Here is an example from PCGS Coin Facts in a similar sharpness grade, VF-20. I am not sure about the rims on your piece. They just don't look right. I could be wrong, but I would say questionable authenticity. The Chinese counterfeits have been around for well over a decade now. I am also not a fan of the surfaces which have not been rubbed.
Thanks @johnmilton for the feedback. I have had this for several decades but that is not necessarily important to qualify.
I weighed the coin at 26.62 and tried to check it against a VAM. Here is a photo from VAM 7 and a photo of mine. VAM photo below.
I don't know much about this. However the OP's coin does look "blobby". So I probably wouldn't touch it. That's all. Your mintmark does seem to match that VAM image though, as well as the shape of the letters D and O. So maybe it's just bad lighting in photo 1.
I think it is authentic because of the wear patterns. It looks to have slid across many a poker table and populated many a cash register up and down the West Coast before eventually being taken out of circulation. The right side obv. stars are more worn than the left. More people are right handed and tend to handle coins with their dominant hand, as true today as back then, when cars were beginning to replace horses as transportation. I have over 150 Morgans and Peace that have been in the family for at least the last 64 years that I know of and many of those have similar obv. and rev. wear pattern indicators. Looking at the OP coin reminds me of my own…imo…Spark
That 1890 CC was my one concern. I will now post my CC set now that I am comfortable with them. I have had them for many years and will let them out for view.

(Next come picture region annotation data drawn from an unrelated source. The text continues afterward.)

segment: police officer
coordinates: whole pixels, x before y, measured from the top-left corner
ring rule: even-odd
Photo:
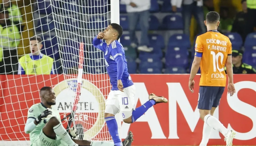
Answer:
[[[256,70],[251,66],[243,63],[242,51],[233,50],[232,50],[232,64],[234,74],[256,74]],[[226,73],[226,67],[224,69]]]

Looks good to me as well. I think the wear patterns are correct for a genuine coin. The CC mint mark also looks like a VAM and a counterfeiter wouldn’t bother with that. Nice CC collection @Inspector43.
I think all of us agree that the piece in OP has been cleaned. The trouble is I don't see a cleaning pattern that comes from sliding on a poker table or getting clanged around in a cash register. The face, eagle and the fields around them have been rubbed, but protected areas away of that have not. That looks like a careless cleaning which sometimes what counterfeiters do when they "age" their products.